Fenomena tersebut akhirnya mengundang rasa penasaran banyak orang dari berbagai daerah untuk mendatangi bekas tambang galian C itu beberapa hari terakhir. Lantaran sekadar ingin memastikan kebenaran adanya fenomena tersebut.
Ema Oktaviani, warga Srumbung sekaligus penjaga warung di dekat danau membenarkan adanya fenomena itu. Semula, dirinya tidak mengetahui adanya tumbuhan yang memenuhi danau itu hingga menyebabkan airnya berwarna merah.
Dia baru mengetahui usai banyak orang yang berdatangan dari luar daerah menanyakan danau tersebut. Orang tuanya pun tidak mengetahui hal itu. “Saya tahunya dari orang-orang yang tanya danau itu. Terus dikasih tahu bapak, kalau danaunya berwarna merah.
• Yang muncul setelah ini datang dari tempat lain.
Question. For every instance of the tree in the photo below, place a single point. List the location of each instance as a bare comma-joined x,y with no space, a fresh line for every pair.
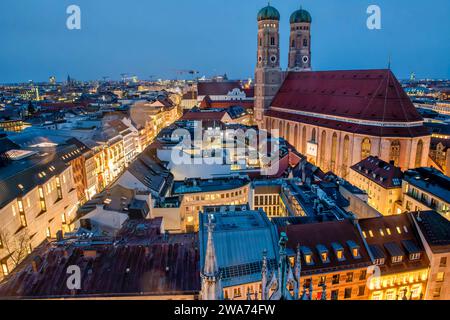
16,246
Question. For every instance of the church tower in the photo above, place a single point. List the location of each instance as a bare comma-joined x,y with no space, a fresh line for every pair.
300,41
268,72
211,281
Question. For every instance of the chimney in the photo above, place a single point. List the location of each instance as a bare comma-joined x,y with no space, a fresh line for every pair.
59,235
90,253
36,263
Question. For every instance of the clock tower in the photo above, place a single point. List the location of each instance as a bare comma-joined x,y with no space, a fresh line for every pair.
268,74
300,41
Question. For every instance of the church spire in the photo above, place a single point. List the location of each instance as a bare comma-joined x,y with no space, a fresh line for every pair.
211,282
298,270
264,276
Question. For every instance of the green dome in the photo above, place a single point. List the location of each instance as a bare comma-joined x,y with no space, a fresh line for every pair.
268,13
300,16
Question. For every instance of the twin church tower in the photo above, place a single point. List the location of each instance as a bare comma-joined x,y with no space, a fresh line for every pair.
268,75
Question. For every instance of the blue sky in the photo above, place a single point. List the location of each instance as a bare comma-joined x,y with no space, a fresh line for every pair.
157,37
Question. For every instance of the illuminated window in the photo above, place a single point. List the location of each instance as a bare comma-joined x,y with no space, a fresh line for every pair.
5,268
335,279
436,292
361,290
348,293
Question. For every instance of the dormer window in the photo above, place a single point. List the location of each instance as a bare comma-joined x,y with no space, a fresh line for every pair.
307,255
323,253
354,249
414,256
339,251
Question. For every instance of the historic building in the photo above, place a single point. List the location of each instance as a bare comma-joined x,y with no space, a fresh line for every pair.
335,118
382,181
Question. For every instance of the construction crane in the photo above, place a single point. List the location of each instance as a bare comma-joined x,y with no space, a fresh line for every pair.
190,72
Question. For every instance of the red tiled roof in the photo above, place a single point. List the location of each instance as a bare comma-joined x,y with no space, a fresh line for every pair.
372,166
217,87
352,127
361,94
204,115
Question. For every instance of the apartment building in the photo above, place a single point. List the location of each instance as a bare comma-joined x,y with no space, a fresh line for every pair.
426,189
381,181
38,199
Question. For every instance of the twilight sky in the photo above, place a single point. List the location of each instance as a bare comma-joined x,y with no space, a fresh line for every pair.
158,37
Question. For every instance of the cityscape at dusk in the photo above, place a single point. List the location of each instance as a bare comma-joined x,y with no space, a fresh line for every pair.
225,151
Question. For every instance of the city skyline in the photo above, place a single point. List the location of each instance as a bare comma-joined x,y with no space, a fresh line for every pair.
189,36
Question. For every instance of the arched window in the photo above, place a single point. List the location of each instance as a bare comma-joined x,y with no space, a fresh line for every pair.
346,153
419,151
323,145
394,152
304,140
365,148
313,135
333,152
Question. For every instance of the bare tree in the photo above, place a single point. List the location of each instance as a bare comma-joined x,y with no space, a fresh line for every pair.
16,246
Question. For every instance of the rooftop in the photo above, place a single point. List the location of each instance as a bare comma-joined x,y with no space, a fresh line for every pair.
240,237
430,180
385,174
139,262
195,185
369,95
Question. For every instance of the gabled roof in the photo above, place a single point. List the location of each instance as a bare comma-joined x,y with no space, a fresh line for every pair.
356,95
435,228
328,235
379,171
392,236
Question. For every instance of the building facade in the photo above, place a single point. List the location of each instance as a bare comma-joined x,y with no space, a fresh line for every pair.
381,181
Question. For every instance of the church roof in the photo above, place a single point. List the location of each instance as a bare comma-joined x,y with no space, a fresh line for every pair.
240,237
361,96
217,88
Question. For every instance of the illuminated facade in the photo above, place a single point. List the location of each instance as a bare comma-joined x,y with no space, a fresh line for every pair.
401,264
381,181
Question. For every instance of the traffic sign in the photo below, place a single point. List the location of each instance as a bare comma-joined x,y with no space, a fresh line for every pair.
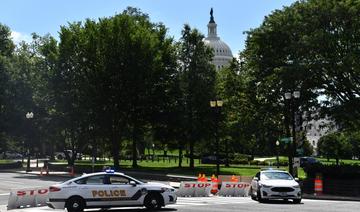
286,140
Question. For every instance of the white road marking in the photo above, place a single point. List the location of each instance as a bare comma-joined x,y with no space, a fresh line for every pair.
201,201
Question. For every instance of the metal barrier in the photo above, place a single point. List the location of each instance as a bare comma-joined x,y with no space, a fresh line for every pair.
234,189
26,198
194,189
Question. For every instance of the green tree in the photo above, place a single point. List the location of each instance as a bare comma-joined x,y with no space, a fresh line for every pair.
309,46
197,80
334,145
6,52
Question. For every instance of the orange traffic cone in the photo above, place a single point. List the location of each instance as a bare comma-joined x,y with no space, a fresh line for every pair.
72,173
234,179
203,178
215,184
318,186
199,177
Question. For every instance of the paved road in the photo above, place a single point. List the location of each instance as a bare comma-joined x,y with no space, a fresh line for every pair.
227,204
190,204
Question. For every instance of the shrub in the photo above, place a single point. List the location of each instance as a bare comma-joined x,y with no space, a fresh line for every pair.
343,171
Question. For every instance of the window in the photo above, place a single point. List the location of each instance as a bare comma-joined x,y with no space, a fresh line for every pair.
94,180
114,179
275,176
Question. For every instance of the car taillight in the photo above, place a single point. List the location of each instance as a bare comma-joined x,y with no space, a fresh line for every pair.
54,189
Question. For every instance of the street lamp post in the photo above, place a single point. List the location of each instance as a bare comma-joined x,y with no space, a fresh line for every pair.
277,153
216,105
291,97
29,116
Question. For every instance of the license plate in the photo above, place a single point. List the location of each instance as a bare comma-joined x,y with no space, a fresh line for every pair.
283,194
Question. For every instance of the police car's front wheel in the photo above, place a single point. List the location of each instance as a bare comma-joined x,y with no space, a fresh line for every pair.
152,201
75,204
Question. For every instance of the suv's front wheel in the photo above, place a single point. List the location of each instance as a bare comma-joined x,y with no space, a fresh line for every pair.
75,204
153,201
296,201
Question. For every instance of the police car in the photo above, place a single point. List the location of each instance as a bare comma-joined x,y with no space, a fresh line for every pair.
275,184
108,189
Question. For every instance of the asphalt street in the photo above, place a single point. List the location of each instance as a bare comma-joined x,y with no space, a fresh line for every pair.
224,204
10,181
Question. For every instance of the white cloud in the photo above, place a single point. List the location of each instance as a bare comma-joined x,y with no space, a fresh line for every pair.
17,37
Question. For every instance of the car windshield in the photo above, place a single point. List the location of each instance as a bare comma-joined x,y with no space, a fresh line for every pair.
276,176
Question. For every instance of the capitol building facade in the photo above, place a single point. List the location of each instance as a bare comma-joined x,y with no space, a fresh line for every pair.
222,52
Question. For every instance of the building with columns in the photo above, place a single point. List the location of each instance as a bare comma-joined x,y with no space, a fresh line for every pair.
222,52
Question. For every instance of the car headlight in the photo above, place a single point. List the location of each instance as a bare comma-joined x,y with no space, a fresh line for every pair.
264,186
164,189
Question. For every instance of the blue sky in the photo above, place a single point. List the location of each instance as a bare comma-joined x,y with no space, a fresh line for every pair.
233,17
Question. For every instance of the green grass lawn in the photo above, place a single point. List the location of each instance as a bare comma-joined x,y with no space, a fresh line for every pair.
170,167
6,161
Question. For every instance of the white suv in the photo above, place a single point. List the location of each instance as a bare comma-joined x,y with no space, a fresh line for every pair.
275,184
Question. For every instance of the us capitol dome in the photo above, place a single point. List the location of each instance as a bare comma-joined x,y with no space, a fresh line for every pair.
222,52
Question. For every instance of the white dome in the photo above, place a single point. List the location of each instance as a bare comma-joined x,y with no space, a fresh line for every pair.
222,52
220,48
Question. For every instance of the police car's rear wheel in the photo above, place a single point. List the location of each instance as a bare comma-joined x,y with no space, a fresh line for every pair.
75,204
152,201
296,201
258,196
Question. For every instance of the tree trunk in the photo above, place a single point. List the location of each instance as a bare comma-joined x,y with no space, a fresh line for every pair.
134,146
115,150
180,155
191,165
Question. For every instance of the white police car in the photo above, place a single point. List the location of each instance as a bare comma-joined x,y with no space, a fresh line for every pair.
275,184
108,189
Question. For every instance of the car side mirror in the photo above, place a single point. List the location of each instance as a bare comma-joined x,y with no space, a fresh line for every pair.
133,183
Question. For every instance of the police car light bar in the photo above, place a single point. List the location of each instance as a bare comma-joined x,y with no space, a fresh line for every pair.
110,171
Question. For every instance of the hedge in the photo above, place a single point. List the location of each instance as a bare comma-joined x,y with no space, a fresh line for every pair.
343,171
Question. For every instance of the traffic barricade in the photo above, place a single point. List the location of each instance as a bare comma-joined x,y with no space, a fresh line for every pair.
26,198
318,185
234,189
194,189
215,184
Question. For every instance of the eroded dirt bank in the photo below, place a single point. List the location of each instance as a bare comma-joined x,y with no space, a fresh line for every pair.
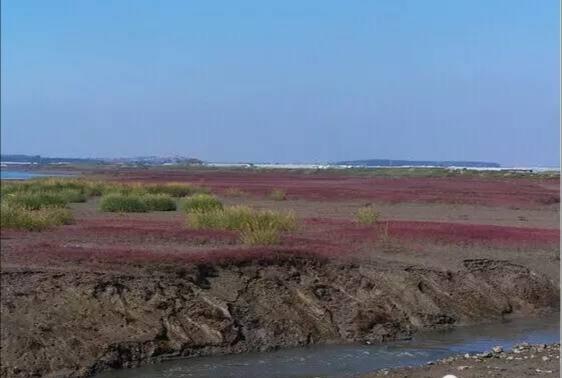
79,323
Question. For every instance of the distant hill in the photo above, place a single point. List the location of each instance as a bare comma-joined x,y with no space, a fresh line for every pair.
38,159
144,160
418,163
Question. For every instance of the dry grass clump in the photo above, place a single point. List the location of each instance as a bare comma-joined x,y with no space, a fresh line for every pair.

Saya ikut penasaran dan naik untuk memastikan,” ujarnya saat ditemui (15/4).
Selain dari sekitar Magelang, kata Ema, banyak pula orang yang datang dari Jogja dan Klaten. Mereka rela menempuh waktu berjam-jam demi memastikan adanya fenomena itu. Padahal, akses jalan menuju Dam Bego Pendem kurang memadai, lantaran digunakan sebagai jalur truk yang memuat pasir dan batu.
Dia menceritakan, danau itu berwarna merah karena dipenuhi tumbuhan yang memenuhi area Dam Bego Pendem bagian atas. Kemudian terus berkembang dan bermuara ke Dam Tingkir yang berada di bawahnya hingga memenuhi seluruh permukaan air. “Saat ini sebagian sudah mulai turun lagi terbawa arus ke bawah, masuk ke Dam Kelapa,” tambahnya.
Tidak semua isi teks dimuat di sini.